Beckham stiffened. “We already know how to draw him out?”

“Yes,” she said softly.

“You want to use yourself as bait. Again.” He said each word crisper and more biting than the last.

“If it comes to that.”

“Your protection is my greatest concern. Though you are his blood type, that does not offer you all the protections you believe it does.”

“I know. You know…there are ways to fix that,” she said hesitantly.

His anger was swift and brutal. “No. Absolutely not.”

“If I’m so soft and fragile as a human, then do the unexpected. Something Harrington would never expect.”

“This isn’t up for debate. I will not take your life from you.”

“It’s not taking my life. It’s turning me into a vampire. Just like you.”

Beckham snarled. “We do not know if you would even survive such a transformation. Or that you would be the same person you are now when you are on the other side. Most hunger for nothing but blood until they have their blood type matched. As you already are aware, you have an incredibly rare blood type. Harrington has been looking for years to find a match. You may never find one. What would you do then?” His eyes were brutal with anger and vehemence. “You would eat. You would kill. You would be the very thing that you despise, and there would be nothing I could do to change that.”

Reyna took a step back. His anger only mounted at the very suggestion. At the audacity of her even considering it. She knew he didn’t want her to change. She knew that others had tried to turn and died. Washington had told her of a circumstance that had left her terrified of the prospect. And also incredibly disappointed to shut that door. Opening it was a last-ditch effort. She knew it was a risk.

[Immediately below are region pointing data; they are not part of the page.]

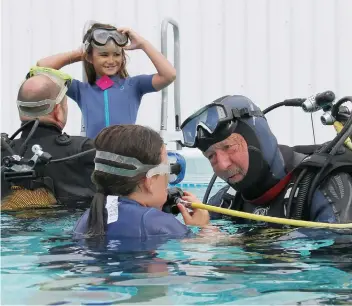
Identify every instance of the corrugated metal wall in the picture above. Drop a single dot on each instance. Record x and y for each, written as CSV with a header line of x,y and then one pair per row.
x,y
269,50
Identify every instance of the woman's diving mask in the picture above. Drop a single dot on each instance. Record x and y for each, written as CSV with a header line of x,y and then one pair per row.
x,y
100,36
116,164
45,106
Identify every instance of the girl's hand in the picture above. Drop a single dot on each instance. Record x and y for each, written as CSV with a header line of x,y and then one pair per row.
x,y
190,197
197,217
137,41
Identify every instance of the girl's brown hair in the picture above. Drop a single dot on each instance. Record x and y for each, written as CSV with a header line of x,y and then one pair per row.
x,y
89,68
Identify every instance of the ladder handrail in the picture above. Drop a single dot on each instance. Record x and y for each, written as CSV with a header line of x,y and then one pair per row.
x,y
164,93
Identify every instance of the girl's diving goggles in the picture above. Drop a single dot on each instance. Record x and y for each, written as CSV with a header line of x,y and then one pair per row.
x,y
100,37
210,119
120,165
45,107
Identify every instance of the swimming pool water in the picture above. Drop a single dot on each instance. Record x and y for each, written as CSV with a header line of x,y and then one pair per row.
x,y
41,265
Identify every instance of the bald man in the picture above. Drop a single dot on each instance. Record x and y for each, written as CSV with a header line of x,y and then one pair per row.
x,y
42,96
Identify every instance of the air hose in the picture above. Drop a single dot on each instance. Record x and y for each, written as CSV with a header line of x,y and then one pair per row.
x,y
282,221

But Beckham made it seem like a certainty.

“What happens in twenty years, Becks? Forty years? Sixty?” she threw back at him. “What happens when I’m a grandma and you’re still thirty? Sure, I’m fragile, but I’m also dying. I’m dying every single day.”

“That is living, Reyna. That is the way it is supposed to be.”

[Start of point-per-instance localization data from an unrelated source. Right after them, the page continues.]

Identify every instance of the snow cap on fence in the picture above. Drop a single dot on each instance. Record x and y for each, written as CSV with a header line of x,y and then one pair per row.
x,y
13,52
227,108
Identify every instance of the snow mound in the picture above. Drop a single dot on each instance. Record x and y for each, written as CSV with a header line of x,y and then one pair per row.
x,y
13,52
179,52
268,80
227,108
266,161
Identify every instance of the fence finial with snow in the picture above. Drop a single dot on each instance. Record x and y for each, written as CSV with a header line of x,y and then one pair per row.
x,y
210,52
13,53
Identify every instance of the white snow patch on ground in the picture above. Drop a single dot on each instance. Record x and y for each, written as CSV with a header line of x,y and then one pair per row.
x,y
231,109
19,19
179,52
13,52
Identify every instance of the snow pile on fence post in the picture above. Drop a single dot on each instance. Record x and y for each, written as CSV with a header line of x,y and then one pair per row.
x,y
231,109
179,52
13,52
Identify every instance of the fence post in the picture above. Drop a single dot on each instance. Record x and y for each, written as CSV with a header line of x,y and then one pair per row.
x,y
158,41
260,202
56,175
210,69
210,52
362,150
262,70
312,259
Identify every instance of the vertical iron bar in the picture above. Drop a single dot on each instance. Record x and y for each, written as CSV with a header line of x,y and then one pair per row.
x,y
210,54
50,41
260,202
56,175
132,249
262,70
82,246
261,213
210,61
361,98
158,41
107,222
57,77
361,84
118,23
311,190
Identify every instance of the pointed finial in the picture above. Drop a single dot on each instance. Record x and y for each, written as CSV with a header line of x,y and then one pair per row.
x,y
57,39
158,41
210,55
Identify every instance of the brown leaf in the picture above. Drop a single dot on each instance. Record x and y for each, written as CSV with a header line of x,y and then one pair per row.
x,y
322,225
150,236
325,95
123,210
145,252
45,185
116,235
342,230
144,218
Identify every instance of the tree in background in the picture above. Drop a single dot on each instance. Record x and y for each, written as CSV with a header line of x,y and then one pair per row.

“You’re not supposed to go on without me,” she whispered harshly.

“Can we make it through the next couple weeks, maybe months before we think about that? You’re twenty-one years old. I’m not sacrificing you.”

“One for a million. Seems fair to me.”

“I won’t entertain this any longer,” Beckham said sharply. “There are other solutions to consider.”

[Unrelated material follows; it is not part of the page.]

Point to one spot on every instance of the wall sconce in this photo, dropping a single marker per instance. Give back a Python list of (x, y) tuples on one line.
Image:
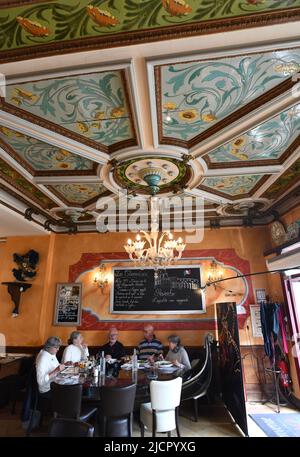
[(102, 278), (215, 273)]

Reyna waited. She knew he would tell her when he was ready. She shivered and licked her wounds. Bringing it up with Beckham again had been stupid. She’d known what his reaction would be, but she couldn’t not say something. It would be a plan Harrington never considered, which made it a valuable one to keep in her back pocket.

“If you’re considering sacrificing yourself as a viable option, then I think we need to train,” Beckham finally said, resigned to the idea.

“Okay. Back to the gym I go.”

“No—we should train with this blood match. I can sense you better than ever before. I could sense you in the city. I can feel you right now. What we need to do is use this to our advantage. Our blood match is something that Harrington doesn’t know about. He can’t anticipate it.”

“That’s true,” she said with a spark of hope.

“We should talk to Washington and get his view on it. He’s the expert,” Beckham said. “Once the snow finally stops, we’ll get to the real work.”

* * *


“What you’re asking me is impossible to infer,” Washington said. He looked up from the microscope he’d been peering into. “I’ve only ever seen one other blood match and it was before modern medicine. I have no earthly idea what other abilities you could have. The fact that you have any at all other than compatibility on a molecular level astounds me.”

Beckham’s nostrils flared. Reyna could see him holding in his anger. Washington was being purposefully obtuse.

They already knew that he hadn’t worked with anyone else who was a blood match. But that didn’t mean he didn’t have theories. Washington had theories about everything.

“Hypothesize,” Reyna said quickly.

“I’d need to look at your blood. When my lab was destroyed, I lost everything. I have a backup of the data I was working with, but not the actual samples. That would help me work toward a solution.”